Il giudice diede loro ragione, e la sentenza è stata da poco confermata dall'Alta Corte statunitense.

E' evidente che i "fondi avvoltoi" acquistarono i titoli ben consapevoli che il loro valore reale era molto inferiore a quello nominale, quindi il loro intento non poteva che essere di usare i bond per un più complesso e pericoloso gioco geopolitico.

In un certo senso si potrebbe pensare ad una versione moderna del colonialismo, dove l'accaparramento delle materie prime avviene in modo "legale". Ma l'Argentina non ci sta, e a sua volta ha denunciato gli USA alla Corte Internazionale di Giustizia dell'Aja. La tesi è che la Corte Suprema statunitense, che obbliga l'Argentina al rimborso totale dei bond posseduti da fondi americani, ha violato la sovranità del paese sudamericano.

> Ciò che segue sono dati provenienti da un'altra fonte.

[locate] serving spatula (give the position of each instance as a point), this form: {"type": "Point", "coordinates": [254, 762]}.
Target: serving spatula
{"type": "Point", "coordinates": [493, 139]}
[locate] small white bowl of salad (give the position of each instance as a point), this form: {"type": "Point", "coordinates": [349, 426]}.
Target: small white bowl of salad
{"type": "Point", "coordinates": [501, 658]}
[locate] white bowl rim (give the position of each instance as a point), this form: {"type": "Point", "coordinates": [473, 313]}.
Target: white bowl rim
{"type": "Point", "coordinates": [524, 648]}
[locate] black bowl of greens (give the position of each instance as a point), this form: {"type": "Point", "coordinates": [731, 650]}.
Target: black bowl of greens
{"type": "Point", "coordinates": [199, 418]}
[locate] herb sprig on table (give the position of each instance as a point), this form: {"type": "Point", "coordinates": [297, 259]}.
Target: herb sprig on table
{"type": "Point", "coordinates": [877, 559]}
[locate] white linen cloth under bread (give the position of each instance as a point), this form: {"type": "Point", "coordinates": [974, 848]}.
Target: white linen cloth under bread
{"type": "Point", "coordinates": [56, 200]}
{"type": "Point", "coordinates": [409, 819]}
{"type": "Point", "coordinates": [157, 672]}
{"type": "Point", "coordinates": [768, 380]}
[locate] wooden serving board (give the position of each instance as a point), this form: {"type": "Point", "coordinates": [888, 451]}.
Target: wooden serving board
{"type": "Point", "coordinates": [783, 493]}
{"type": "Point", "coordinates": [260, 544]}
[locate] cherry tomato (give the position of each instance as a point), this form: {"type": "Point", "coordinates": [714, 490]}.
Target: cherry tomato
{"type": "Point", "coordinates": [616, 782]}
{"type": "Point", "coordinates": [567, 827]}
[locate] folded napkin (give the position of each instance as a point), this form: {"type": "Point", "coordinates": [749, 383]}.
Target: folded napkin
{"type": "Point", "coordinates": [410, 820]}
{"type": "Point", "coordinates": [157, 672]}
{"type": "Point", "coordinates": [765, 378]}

Insomma il gioco si fa duro tra Argentina ed USA. O forse dovremmo dire tra uno stato sovrano, che deve garantire il bene del proprio popolo, e dei soggetti privati che hanno come scopo solo il proprio interesse economico, a discapito anche della vita e del futuro di un altro paese. Forse per l'Argentina una soluzione è già alle porte: un pool di banche internazionali (Deutsche Bank, Citigroup, Jp Morgan e HSBC) si sarebbe infatti offerto di rilevare i bond oggetto di discordia, togliendo in pratica le patate dal fuoco e mettendo d'accordo creditori e debitori. Di certo c'è qualcosa che scricchiola nella normativa internazionale, e sarebbe bene una approfondita riflessione al riguardo, per evitare che una sola persona o gruppi di potere possano influenzare in modo così forte il destino di una intera nazione.